Pengakuan Nelayan: Pagar Laut Milik Agung Sedayu Group, Sudah Lapor ke TNI
Warga atau nelayan Tanjung Pasir mengaku dapat intimidasi terkait polemik pagar laut.
REPUBLIKA.CO.ID, TANGERANG -- Salah satu warga Tanjung Pasir Teluknaga, Kabupaten Tangerang, berinisial MN (55) yang terdampak proyek pagar laut di perairan Tangerang mengungkapkan bahwa protes warga tak digubris aparat setempat, bahkan berujung pada intimidasi. MN mengisahkan, salah satu awak kapalnya bernama N sempat mendapat ancaman.
"Lagi proses bangunnya itu kan sampai ribut ribut itu. Kami sempat diancam juga, 'kalau memang berani cabut, kalau memang kamu nggak sayang anak istri boleh' dia bilang kayak gitu, sempat digituin," kata MN saat dihubungi Republika, Kamis (16/1/2025).
"Kalau yang diancam seperti itu, namanya Pak N, kalau saya cuma ditanya ini siapa gitu. Tapi foto-foto saya sudah tersebar juga sama teman-teman pas protes itu," katanya.
Maun mengungkapkan intimidasi tersebut tak sekali dua kali dilontarkan kepada warga. Tak tinggal diam mendapatkan ancaman tersebut pihaknya langsung melaporkan ke pihak yang berwenang. Namun belum mendapatkan respons.
"Kami sempat lapor ke kepala desa, ke anggota TNI. Kami disuruh diam, jadi kayak rakyat ini mau ngomong apa kalau aparat sudah seperti itu," katanya.

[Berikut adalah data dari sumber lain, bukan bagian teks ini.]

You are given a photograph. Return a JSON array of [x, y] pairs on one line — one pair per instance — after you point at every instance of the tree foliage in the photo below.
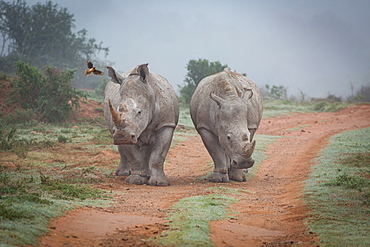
[[197, 70], [48, 94], [274, 92], [42, 35]]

Sampai berita ini ditayangkan, permintaan tanggapan yang dilayangkan Republika ke pihak TNI belum mendapat jawaban.
Berdasarkan klarifikasi salah satu anggota TNI AL yang bertugas di Tanjung Pasir, Tangerang, audiensi antara nelayan dan aparat desa setempat pernah terjadi pada Juli 2024, namun ia membantah kalau aparat menyuruh diam masyarakat atau para nelayan. Saat itu, kata anggota yang menolak disebut namanya, nelayan memang melaporkan masalah pagar laut ke pihak TNI AL dan meminta untuk dijembatani dengan aparat desa setempat.
"Karena pas nelayan tanya RT, RW jawabanya nggak tahu terus, Pos AL membantu menjembatani warga untuk bertemu kades, karena menurut keterangan warga, kadesnya susah ditemui," kata anggota TNI AL itu.
Kendati demikian, MN mengungkapkan ancaman tersebut sekarang sudah tidak ada lagi. Meskipun kasus pagar laut memang sempat menjadi sorotan masyarakat luas.
"Enggak, di kampung saya enggak ada (lagi ancaman)," katanya.
Di sisi lain, menurutnya pemerintah tak jujur karena mengaku tak tahu menahu pemilik dibalik pagar laut. Ia juga menyebutkan bahwa pemilik pagar laut adalah salah satu perusahaan besar di Indonesia yang berbisnis di bidang properti.
"Masalah pagar laut juga pihak pemerintah bilang nggak tahu punya siapa, itu bohong, itu punya Agung Sedayu Group karena saya bertanya langsung ke yang kerja termasuk mandornya, mandor Samson dari muara dan mandor Memet juga," katanya.
--------------------------------------------------------------------
UPDATE: Berita ini mengalami perbaruan pada Jumat, 17 Januari 2025 pukul 18.55 WIB, dengan menambahkan klarifikasi dari pihak TNI AL setempat terkait keterangan nelayan yang pernah melapor soal pagar laut.
Sebelumnya, pihak pengembang PSN PIK 2 Agung Sedayu Group (ASG) buka suara mengenai pembangunan pagar laut sepanjang 30 kilometer (km) di pesisir Tangerang, Banten, yang mengganggu aktivitas para nelayan. ASG membantah adanya dugaan keterlibatan pihaknya dengan kehadiran pagar laut tersebut.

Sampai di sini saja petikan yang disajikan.